Cell, 97:431-434. Yun J, Chae HD, Choy HE, Chung J, Yoo HS, Han MH, Shin DY.p53 negatively regulates cdc2 transcription via the CCAAT-binding NF-Y transcription factor. J Biol Chem, 274(42):2. Tommasi S, Pfeifer GP. In vivo structure of the human cdc2 promoter: release of a p130-E2F-4 complex from sequences immediately upstream of the transcription initiation site coincides with induction of cdc2 expression. Mol Cell Biol, 15(12): 6901-6913. Brehm A, Miska EA, McCance DJ, Reid JL, Bannister AJ, and Kouzarides T.
Retinoblastoma protein recruits histone deacetylase to repress transcription. Nature, 391:597-601. Pines J and Rieder CL. Re-staging mitosis: a contemporary view of mitotic progression.
Nature Cell Biology, 3: E3-E6. Esashi F, Yanagida M.
Cdc2 phosphorylation of Crb2 is required for reestablishing cell cycle progression after the damage checkpoint. Mol Cell, 4(2):167-174. Wilson S, Warr N, Taylor DL, Watts FZ. The role of Schizosaccharomyces pombe Rad32, the Mre11 homologue, and other DNA damage response proteins in non-homologous end joining and telomere length maintenance. Nucleic Acids Res, 27(13):2655-2661. O'Connor DS, Grossman D, Plescia J, Li F, Zhang H, Villa A, Tognin S, Marchisio PC, and Altieri DC. Pasco capstone keygen crack generator. Regulation of apoptosis at cell division by p34cdc2 phosphorylation of survivin.
Proc Natl Acad Sci USA, 97(24):7. Li F, Ackermann EJ, Bennett CF, Rothermel AL, Plescia J, Tognin S, Villa A., Marchisio PC, Altieri DC. Pleiotropic cell-division defects and apoptosis induced by interference with survivin function. Nature Cel Biology, 1(8): 461-466.
Lin CY, Madsen ML, Yarm FR, Jang YJ, Liu X, and Erikson RL. Peripheral Golgi protein GRASP65 is a target of mitotic polo-like kinase (Plk) and Cdc2. Proc Natl Acad Sci USA, 97(23):4. Cell cycle checkpoints: preventing an identity crisis. Science, 274: 1664-1672 15.

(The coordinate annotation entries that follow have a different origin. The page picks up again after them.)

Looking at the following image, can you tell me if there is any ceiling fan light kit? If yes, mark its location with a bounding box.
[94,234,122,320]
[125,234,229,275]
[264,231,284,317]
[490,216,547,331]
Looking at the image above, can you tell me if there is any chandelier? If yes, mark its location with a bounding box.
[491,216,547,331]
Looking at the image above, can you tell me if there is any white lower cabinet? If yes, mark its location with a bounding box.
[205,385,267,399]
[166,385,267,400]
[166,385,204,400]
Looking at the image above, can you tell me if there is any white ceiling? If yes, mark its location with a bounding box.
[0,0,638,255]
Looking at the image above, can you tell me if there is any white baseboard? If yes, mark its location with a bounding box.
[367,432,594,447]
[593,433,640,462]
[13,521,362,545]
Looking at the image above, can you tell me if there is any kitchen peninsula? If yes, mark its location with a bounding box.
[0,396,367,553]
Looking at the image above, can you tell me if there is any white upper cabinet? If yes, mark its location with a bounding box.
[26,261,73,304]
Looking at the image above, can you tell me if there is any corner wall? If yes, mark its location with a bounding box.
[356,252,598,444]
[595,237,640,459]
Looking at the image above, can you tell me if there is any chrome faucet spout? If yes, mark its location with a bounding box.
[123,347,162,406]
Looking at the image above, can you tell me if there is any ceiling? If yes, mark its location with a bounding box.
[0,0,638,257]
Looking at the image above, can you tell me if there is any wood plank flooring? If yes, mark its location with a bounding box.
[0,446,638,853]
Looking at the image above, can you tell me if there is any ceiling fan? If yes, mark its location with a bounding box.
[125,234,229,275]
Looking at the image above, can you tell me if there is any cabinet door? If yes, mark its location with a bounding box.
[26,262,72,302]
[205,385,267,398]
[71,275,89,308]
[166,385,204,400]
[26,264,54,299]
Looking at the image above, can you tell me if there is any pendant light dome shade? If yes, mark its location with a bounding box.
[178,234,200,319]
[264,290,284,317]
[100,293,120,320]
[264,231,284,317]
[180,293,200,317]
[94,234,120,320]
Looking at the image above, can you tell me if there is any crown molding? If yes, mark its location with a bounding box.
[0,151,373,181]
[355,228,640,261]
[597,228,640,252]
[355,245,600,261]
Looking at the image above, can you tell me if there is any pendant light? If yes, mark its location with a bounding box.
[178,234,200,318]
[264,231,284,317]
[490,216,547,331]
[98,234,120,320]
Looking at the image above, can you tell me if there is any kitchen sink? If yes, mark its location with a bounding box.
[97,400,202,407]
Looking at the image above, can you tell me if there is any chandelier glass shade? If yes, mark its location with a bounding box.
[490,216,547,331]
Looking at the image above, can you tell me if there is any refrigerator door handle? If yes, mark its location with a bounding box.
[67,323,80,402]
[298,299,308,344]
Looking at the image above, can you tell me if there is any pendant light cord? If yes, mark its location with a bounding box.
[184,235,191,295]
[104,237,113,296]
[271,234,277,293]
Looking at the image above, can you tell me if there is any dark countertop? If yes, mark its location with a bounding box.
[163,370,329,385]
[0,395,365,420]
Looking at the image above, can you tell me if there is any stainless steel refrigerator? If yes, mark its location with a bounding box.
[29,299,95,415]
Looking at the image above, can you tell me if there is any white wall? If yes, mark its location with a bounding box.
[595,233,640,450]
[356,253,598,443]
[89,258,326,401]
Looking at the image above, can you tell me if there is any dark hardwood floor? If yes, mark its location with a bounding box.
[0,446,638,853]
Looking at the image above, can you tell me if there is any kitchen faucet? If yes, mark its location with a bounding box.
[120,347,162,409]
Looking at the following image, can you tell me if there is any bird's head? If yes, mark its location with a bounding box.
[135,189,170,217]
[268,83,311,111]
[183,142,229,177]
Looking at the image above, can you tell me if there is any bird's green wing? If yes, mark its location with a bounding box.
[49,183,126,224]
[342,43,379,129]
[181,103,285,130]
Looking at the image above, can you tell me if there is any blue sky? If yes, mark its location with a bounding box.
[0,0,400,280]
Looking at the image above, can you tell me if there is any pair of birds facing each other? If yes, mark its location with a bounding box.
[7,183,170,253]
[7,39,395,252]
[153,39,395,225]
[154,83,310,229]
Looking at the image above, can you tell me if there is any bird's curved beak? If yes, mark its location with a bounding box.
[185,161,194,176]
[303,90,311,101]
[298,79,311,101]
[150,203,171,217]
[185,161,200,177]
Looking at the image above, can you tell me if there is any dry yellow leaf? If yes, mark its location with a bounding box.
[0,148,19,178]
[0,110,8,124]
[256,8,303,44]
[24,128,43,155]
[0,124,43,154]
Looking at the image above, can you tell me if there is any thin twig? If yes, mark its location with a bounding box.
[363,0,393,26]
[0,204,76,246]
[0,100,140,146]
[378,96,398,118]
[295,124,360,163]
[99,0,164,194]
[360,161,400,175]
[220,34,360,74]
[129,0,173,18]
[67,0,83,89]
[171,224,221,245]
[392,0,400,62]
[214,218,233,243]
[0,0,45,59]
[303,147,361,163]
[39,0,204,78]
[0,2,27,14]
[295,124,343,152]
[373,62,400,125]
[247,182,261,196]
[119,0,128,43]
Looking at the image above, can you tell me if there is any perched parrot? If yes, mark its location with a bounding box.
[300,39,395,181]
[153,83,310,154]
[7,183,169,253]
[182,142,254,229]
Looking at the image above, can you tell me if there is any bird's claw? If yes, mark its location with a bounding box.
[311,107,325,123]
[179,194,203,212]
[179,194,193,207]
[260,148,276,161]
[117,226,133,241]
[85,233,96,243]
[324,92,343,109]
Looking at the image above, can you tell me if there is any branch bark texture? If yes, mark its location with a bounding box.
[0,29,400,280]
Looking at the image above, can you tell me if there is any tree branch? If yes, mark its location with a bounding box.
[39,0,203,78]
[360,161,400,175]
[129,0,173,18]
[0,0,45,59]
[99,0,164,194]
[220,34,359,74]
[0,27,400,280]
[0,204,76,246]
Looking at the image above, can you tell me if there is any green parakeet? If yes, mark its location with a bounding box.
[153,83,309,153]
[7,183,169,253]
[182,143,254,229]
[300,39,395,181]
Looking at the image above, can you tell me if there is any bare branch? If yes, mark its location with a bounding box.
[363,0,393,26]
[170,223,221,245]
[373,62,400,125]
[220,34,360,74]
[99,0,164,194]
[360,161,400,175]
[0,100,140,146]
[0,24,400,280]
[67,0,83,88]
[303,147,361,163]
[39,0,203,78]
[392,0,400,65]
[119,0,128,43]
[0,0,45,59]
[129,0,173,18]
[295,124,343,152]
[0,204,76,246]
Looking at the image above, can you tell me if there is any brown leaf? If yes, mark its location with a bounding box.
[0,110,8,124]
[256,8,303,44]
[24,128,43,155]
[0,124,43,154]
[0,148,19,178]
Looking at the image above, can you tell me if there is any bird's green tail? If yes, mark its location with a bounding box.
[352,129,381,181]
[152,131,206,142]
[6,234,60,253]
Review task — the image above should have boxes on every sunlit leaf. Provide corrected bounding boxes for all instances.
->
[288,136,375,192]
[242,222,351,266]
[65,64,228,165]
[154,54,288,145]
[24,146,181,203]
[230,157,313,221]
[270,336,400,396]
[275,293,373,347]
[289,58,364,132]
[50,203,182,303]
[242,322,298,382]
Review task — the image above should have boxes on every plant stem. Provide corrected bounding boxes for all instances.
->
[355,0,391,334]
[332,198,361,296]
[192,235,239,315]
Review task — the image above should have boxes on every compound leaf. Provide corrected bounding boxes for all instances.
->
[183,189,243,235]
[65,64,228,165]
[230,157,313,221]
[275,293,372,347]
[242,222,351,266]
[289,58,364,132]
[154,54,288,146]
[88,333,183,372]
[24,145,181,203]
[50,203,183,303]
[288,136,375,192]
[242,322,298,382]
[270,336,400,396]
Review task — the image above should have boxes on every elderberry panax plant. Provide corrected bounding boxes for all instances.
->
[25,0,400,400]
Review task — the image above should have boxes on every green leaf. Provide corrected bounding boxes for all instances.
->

Naito T, Matsuura A and Ishikawa F. Circular chromosome formation in a fission yeast mutant defective in two ATM homologues.
Nature Genet, 20:203-206. Zhou BBS and Elledge SJ. The DNA damage response: putting checkpoints in perspective. Nature, 408:433-439. O'Connel MJ, Walworth NC, and Carr AM. The G2-phase DNA-damage checkpoint.
Trends Cell Biol, 10:296-303. Thelen MP et al. A sliding clamp model for the Rad1 family of cell cycle checkpoint proteins.
Cell, 19:769-770. Volkmer E and Karnitz LM. Human Homologs of Schizosaccharomyces pombe Rad1, Hus1, and Rad9 form a DNA damage-responsive protein complex. J Biol Chem, 274(2): 567-570. Kostrub CF, Knudsen K, Subramani S, and Enoch T. Hus1p, a conserved fission yeast checkpoint protein, interacts with Rad1p and is phosphorylated in response to DNA damage.
EMBO J, 17: 2055-2066. Bessho T and Sancar A. Human DNA damage checkpoint protein hRAD9 is a 3' to 5' exonuclease.
J Biol Chem, 275(11): 7451-7454. Smith GCM, and Jackson SP. The DNA-dependent protein kinase. Genes Dev, 13(8): 397-402. Rauen M, Burtelow MA, Dufault VM, Karnitz LM. The human checkpoint protein hRad17 interacts with the PCNA-like proteins hRad1, hHus1, and hRad9.